How do we analyze a black box? Well, first we have to know what comes in and what comes out.
What comes in in case of ridesharing companies?
- Full ride history, including pickup/dropoff addresses, stops and routes taken.
- Timings. These are important. For example, someone getting picked up at the bar 40 minutes after it closed is probably not an alcoholic but one of the vendors.
- Fitness sensor data.

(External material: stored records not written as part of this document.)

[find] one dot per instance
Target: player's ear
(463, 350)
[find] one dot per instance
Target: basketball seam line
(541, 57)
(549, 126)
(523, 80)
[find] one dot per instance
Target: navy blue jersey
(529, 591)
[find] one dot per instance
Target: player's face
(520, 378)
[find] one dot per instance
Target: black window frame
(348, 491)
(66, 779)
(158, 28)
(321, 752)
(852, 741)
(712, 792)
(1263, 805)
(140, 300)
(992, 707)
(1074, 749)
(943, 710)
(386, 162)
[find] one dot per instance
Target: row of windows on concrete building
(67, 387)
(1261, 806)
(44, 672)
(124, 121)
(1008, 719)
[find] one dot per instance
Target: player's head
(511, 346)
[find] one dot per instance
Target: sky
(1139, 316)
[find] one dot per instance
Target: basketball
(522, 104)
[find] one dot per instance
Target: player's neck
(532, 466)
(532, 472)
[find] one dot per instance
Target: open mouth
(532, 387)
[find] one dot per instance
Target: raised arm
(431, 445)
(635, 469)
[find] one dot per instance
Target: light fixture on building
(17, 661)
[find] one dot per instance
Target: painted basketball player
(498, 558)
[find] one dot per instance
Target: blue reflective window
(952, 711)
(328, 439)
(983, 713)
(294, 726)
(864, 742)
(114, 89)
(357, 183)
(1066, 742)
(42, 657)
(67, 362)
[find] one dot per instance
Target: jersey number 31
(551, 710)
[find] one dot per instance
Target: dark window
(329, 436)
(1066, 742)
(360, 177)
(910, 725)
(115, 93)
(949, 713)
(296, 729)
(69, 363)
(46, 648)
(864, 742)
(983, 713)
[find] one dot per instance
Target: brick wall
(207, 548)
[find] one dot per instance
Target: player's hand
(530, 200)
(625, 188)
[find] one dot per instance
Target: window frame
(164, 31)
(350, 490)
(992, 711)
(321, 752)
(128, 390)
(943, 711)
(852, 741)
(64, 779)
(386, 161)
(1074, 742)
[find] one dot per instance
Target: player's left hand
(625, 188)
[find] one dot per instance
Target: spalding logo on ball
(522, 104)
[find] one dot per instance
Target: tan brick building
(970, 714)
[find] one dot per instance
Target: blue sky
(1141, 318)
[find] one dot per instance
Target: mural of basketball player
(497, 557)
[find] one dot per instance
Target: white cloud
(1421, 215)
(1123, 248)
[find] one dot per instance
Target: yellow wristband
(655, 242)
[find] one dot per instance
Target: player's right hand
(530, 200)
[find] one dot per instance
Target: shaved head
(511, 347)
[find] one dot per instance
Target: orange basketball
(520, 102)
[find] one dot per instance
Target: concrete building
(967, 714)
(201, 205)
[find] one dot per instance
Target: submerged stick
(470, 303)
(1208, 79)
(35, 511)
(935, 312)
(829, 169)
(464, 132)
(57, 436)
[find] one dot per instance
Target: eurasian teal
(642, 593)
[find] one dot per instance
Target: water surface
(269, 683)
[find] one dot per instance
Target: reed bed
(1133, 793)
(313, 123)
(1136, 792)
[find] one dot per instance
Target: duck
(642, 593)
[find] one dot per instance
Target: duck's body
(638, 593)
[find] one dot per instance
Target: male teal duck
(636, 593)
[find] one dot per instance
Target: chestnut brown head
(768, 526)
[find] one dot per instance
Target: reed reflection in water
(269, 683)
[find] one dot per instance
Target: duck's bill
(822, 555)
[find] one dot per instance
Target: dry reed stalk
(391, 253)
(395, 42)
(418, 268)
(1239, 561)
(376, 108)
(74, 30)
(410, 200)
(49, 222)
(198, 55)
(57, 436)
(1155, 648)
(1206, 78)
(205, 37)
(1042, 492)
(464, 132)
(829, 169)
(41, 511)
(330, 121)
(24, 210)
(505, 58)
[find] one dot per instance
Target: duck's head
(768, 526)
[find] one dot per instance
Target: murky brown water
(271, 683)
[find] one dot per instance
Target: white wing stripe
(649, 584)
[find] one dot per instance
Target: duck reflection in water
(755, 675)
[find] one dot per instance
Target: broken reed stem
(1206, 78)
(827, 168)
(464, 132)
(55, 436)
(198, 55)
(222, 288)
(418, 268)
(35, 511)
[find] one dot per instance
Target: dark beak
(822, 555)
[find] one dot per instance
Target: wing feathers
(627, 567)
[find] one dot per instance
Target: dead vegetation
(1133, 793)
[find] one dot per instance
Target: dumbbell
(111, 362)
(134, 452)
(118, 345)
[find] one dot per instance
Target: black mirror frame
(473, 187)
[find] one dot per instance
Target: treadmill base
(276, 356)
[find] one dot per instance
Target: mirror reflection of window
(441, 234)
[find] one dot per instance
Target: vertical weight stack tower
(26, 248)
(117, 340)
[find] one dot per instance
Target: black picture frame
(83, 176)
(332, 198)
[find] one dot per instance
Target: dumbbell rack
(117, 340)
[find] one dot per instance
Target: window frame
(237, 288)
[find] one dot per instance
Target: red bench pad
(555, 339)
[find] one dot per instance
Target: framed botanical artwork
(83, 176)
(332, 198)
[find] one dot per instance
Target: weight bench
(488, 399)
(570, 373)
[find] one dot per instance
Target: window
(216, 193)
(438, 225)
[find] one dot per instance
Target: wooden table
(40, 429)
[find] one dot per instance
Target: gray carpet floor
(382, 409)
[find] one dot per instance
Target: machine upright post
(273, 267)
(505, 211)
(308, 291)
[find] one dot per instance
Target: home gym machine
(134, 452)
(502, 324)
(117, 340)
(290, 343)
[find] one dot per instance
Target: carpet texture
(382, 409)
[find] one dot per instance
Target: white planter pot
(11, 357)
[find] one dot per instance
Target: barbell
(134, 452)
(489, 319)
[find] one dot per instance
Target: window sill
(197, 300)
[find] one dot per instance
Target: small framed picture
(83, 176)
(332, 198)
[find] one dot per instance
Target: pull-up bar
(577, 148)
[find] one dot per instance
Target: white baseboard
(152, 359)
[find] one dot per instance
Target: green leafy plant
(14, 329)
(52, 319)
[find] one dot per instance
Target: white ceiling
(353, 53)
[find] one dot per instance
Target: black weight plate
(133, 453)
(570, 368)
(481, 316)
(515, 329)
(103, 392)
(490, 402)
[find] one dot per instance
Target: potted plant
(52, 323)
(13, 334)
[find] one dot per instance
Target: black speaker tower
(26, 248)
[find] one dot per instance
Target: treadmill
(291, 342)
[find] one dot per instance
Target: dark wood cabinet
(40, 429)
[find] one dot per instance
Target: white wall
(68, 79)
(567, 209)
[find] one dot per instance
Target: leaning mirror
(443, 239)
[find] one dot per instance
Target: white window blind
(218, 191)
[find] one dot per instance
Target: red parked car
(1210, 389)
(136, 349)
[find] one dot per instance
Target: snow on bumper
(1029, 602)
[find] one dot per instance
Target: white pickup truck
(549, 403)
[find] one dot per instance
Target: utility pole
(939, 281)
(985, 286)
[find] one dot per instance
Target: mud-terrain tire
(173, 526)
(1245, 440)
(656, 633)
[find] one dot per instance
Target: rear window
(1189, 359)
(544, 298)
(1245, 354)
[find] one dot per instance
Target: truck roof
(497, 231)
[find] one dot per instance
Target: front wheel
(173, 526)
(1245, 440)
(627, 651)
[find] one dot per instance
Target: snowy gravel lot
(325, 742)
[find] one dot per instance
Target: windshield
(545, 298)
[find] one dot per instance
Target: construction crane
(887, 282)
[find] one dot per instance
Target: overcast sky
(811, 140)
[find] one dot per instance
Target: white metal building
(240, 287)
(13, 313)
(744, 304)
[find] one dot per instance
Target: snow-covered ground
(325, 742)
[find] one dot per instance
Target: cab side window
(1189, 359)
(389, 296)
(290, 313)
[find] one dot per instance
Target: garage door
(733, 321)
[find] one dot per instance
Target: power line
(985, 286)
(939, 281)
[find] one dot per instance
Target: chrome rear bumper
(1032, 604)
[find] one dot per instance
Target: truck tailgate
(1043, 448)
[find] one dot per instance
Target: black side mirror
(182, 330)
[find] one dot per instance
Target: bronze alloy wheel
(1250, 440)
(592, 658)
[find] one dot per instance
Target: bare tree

Officially it’s used to detect harsh braking/acceleration, but obviously stored for further analysis.
- Address book contents, if you ever used a built-in “send an invite” feature.
- Social media profile(s) – again, if you ever used a built-in sharing feature.
- Relayed text and call history and contents.
- On-app tips, both given and received.
- History of complaints, both filed and received.
- Star ratings, both given and received.
- Camera. Call me a conspiracy theorist, but when I deny Uber app camera access in settings, it wants my fresh mugshot for “verification” within a few hours, while if I leave camera permissions untouched, it’ll go for months without a need of said “verification”.
To sum it up, the more you use Uber or Lyft, wether as a driver or a rider, the more it knows about you. If you use ridesharing platforms often, they probably know you better than your mother. Everything from speech patterns, cuisine choices and shopping habits to extramarital affairs. It’s all in there.
So, what’s in the box?
When Uber and Lyft argued in courts that they are not transportation but IT companies, they were actually correct. They are the “big data” companies, collecting humongous amounts of data on their users. It’s probably worse than Facebook.
From the driver’s perspective, I believe they keep a variety of numeric scores for each factor they deemed important for their “smart matching” algorithms – on both drivers and riders. Factors ranging from likelihood of you filing (or incurring) a cleaning fee to your sexual preferences. Remember that nasty chime the app makes when you exceed 80mph? That ticks your “likelihood of getting a speeding ticket” risk score.
Most importantly, if Uber or Lyft don’t know something about you, they’ll match you with a few “challenging” riders or drivers to determine your score.
A few observations from my experience:
- All of my Pool rides that are actually shared with other pax were gender matched, it was always male+female. A few notable exceptions were all gay.
- No messy pax for almost a year, then all of a sudden – 4 messes in 2 days… In a daytime. On a weekdays. Really?!
- Once in every few months I get a streak of obnoxious assholes that I have to kick out of my car. Somehow it *always* happens on a same week.
- Don’t get me started on tipping patterns. Comparing Uber and Lyft it’s obvious that these are artificial AF.
TL;DR: both Uber and Lyft collect ungodly amounts of data on their users and like playing god with it.
PS: Practical implication for drivers – if your market seems dead today, change your own behavioral pattern to restart a “testing” phase of the AI.